Corruption is widely recognized as one of the fundamental drivers of conflict in Mali and a lack of accountability to the population from the defence and security apparatus has fed into the unrest. With the support of the UNDEF, and in partnership with Transparency International’s National Chapter in Mali CRI-2002, we are seeking to reduce the risk of corruption in the Malian defence sector, through strengthening civil society’s expertise on defence accountability and good governance and building its capacity to influence anti-corruption reforms in the sector.

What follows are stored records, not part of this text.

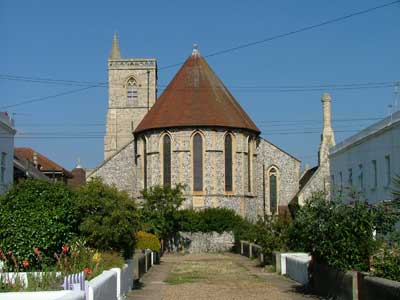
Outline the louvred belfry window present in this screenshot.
[225,134,233,192]
[126,78,138,105]
[143,138,147,189]
[163,134,171,186]
[193,133,203,191]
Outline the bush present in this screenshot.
[289,193,396,271]
[373,243,400,281]
[0,180,79,268]
[136,231,161,252]
[140,184,184,239]
[77,178,139,258]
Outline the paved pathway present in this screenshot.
[128,253,318,300]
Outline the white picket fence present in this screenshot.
[0,252,141,300]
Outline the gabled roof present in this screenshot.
[14,147,72,176]
[134,49,260,134]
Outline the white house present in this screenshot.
[0,112,16,194]
[329,111,400,203]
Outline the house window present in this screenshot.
[247,138,253,193]
[126,77,138,106]
[193,133,203,192]
[385,155,392,186]
[225,134,233,192]
[0,152,7,183]
[372,160,378,188]
[163,134,171,186]
[268,168,278,214]
[349,169,353,187]
[358,164,364,190]
[142,138,147,189]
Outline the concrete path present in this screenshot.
[127,253,318,300]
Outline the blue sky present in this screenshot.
[0,0,400,168]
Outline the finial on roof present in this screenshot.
[321,93,332,102]
[192,44,200,56]
[109,32,121,59]
[75,157,83,169]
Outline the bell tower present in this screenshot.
[104,33,157,159]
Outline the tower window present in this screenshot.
[193,133,203,191]
[225,134,233,192]
[126,77,138,105]
[143,138,147,189]
[163,134,171,186]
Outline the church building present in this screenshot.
[89,35,332,220]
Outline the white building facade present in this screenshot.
[329,111,400,203]
[0,112,16,194]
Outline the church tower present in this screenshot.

In many countries, there is a critical disconnect and lack of communication and understanding between civil society and defence and security institutions which results in very limited interaction and engagement. This hinders the effectiveness and accountability of defence institutions and restricts civilian understanding and knowledge of the sector which can lead to a shortfall in trust between the two.
We have conducted detailed research into institutional safeguards in Malian defence institutions and held a series of regional focus group discussions to form a solid evidence base to help build the capability and coordination of civil society advocacy efforts for greater defence accountability. The creation of a national Civil Society Organisations (CSO) Forum specialised on defence and security issues, made up of 30 Malian CSOs with its own structure and strategy has helped to coordinate civil society efforts and establish a credible platform with which to engage with the defence sector. We have also worked to build relationships with key government agencies in Mali and organised leadership days, bringing together senior defence officials with civil society actors to bridge the gap between the two and foster consensus on necessary reforms. This approach has been complemented by an ongoing media campaign which is raising awareness as to the detrimental effects of defence sector corruption among the wider Malian population.